I posted one of my husband's old (1999) school papers about no-kill animal shelters so that Bruce Cordell can take a gander at it. If you are inclined to read it you can find it in my archives. A little snippet to get you clickin':
One of the most important distinctions that separates a shelter like San Francisco’s from most shelters stems from a fundamental difference in intake policies. Since both are faced with a greater number of displaced animals than homes, when cages are filled, they are faced with one of two choices: make room or stop taking animals until room is available. The no-kill shelters often close their doors and animals are placed on a waiting list that may require several months for an opening. This is not a real option for many owners who need to place pets immediately (moving, owner dies, etc.), strays that cannot be kept by the finder, and problem pets that are being destructive or aggressive. Typically, communities with no-kill shelters have a pound operated by animal control or another agency that is required to handle the overflow. The statistics for many of these shelters are therefore not driven by the need to accept all animals and allows time for adoption. Warren Cox, of the Dallas SPCA, said “It’s making the rest of us look like cold-blooded killers. And it’s turned into a heck of a fund-raising hype. There is no such thing as a true no-kill organization. You may not kill them yourself but send them to the next organization that will.”

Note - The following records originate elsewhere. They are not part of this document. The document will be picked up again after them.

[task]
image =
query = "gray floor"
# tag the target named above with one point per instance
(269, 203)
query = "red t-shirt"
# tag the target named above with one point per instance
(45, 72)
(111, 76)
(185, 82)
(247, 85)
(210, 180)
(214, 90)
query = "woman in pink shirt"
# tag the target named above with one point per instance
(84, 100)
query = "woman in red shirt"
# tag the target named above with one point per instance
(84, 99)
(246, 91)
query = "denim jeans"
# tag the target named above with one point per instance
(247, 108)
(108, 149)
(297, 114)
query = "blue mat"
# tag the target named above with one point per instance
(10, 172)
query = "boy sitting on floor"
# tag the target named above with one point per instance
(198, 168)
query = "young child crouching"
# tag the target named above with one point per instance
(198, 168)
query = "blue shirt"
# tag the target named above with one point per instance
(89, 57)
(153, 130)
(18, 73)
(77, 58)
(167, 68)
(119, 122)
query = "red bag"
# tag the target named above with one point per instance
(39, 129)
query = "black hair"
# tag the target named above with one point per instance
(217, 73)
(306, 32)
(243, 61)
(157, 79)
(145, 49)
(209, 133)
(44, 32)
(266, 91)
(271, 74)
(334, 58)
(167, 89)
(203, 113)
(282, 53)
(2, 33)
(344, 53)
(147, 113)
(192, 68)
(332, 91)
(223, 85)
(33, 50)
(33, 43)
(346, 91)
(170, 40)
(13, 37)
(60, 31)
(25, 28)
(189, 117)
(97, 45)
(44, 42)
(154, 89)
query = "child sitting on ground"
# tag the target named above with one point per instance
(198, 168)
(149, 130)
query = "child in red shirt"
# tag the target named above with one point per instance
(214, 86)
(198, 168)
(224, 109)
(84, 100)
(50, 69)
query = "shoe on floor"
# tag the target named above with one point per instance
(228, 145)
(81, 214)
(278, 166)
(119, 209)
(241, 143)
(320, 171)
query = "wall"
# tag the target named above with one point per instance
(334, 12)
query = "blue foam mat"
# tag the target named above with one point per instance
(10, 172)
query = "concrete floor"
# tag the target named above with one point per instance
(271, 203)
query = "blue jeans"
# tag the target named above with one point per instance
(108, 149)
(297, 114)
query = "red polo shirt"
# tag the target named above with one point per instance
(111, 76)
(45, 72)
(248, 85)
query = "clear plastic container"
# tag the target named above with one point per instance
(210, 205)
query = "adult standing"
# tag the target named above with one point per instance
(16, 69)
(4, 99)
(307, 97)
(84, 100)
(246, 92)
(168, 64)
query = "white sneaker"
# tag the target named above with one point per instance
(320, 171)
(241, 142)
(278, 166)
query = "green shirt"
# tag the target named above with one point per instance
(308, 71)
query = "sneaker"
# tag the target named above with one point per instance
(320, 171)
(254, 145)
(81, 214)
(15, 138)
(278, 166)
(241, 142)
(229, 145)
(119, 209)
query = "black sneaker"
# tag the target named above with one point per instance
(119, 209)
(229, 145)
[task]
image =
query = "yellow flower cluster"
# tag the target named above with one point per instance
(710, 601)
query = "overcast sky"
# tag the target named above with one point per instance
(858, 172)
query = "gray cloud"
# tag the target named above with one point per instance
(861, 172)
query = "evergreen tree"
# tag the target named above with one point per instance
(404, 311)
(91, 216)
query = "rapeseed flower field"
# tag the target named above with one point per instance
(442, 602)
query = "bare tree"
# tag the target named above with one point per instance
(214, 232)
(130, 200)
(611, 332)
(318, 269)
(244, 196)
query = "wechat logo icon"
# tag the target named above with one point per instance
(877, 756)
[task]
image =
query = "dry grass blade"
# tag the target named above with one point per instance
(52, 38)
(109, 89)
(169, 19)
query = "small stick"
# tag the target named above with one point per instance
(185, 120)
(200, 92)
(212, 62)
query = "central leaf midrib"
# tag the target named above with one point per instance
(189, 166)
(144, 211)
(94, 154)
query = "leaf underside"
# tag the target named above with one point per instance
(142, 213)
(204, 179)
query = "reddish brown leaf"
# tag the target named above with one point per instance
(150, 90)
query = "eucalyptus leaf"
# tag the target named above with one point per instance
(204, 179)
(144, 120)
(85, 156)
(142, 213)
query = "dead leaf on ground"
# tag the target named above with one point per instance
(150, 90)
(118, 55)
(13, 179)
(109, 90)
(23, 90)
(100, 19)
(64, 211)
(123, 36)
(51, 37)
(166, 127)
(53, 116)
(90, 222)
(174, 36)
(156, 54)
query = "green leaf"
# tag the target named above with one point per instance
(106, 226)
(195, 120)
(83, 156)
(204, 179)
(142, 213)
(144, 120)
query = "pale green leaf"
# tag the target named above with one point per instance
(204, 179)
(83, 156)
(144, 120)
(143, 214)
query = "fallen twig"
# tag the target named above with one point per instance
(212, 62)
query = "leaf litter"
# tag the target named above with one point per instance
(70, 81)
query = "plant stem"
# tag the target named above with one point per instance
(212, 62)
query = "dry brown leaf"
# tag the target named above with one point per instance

  1. Yeah, it sucks, but those who are lucky enough to get in to the shelters aren't killed, right? That's something. It doesn't make it right, but I'd rather a few be saved than none at all. Besides, a lot of no kill shelters are fostering out pets. We have one here that tries to foster animals out when they can to avoid having to send the overflow to the pound. Of course, there are only so many people who can foster, but it's something.

    It's not a perfect system, but it's got to be better than just having pounds that give the poor animals a week or less before putting them down.

  2. Interesting post on a not too often noticed issue.